I have made them before but I forgot to show them on here. I take a towel, cut it in half and normally overlock (serge) the raw edge. Really simple to do but useful for us. Our fridge leaks at times so recently I needed to make more. Normally I buy bath towels for about $10 and get 2 mop up ones from that. I was planning on going to the shops when I remembered I had a couple of kids beach towels I brought to make into a gift but never did that I was going to send to the op shop, I think I got them on special for about $5 each last year. I pulled them of the bag and cut them up getting 4 mop up towels.
Instead of overlocking the raw edges I used bias binding. Just prior to making these I had done a big clean up of my fabric scraps and found a heap of leftover binding. The strips were just enough length to cover the towels. I stitched them on by machine and enclosed the 2 ends of each strip by hand sewing so nothing would fray in the wash.
These aren’t fancy but they are practical. I am proud of these as I have saved money by using something I had in my house plus I got to use up binding scraps decluttering them from my stash. Practicality, decluttering and saving money = winning all round
Sleep eye masks were something I had been wanting to make for many years. Very early on one of the first sewing books I brought had a pattern in them and from that point on I thought yep one day I will get around to it.
The book I brought was The Pattern Companion Sewing. It has a variety of patterns in it from toys to clothing to accessories around the house. To be honest a lot of the patterns in it I wouldn’t make but it did have an eye mask pattern in it. It is an interesting little book to flick through if you ever come across it.
I was looking at making one for myself but decided they would be great to add into some charity bags I put together each year for Share The Dignity which is a charity that supports homeless woman and woman who have come from abusive relationships. At the start of each year I start collecting items (toiletries, personal care items etc) so by the end of the year I have several bags full of items to donate. I thought eye masks might be something useful if someone is staying in a shelter or sleeping in a place where it may not be as dark as you want it.

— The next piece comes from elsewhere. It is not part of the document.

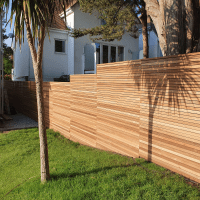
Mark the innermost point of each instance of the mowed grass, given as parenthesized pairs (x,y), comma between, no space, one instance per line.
(80,172)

This was a complete stash busting project. The front and back fabrics were offcuts from a gift last year. The elastic came from my stash and the binding was from some fabric I am using this year that just happened to be close as I was making these so I grabbed it. The batting used inside them was also an offcut I found in my stash. These were very simple to make, I hand stitched the binding in place after I stitched it to the front with machine but this didn’t take very long. Hand sewing is something I casually do in front of the tv.
I’m glad I finally got in and made these. I use mine often now and hopefully whoever gets the bags this year I put together gets use out of it too.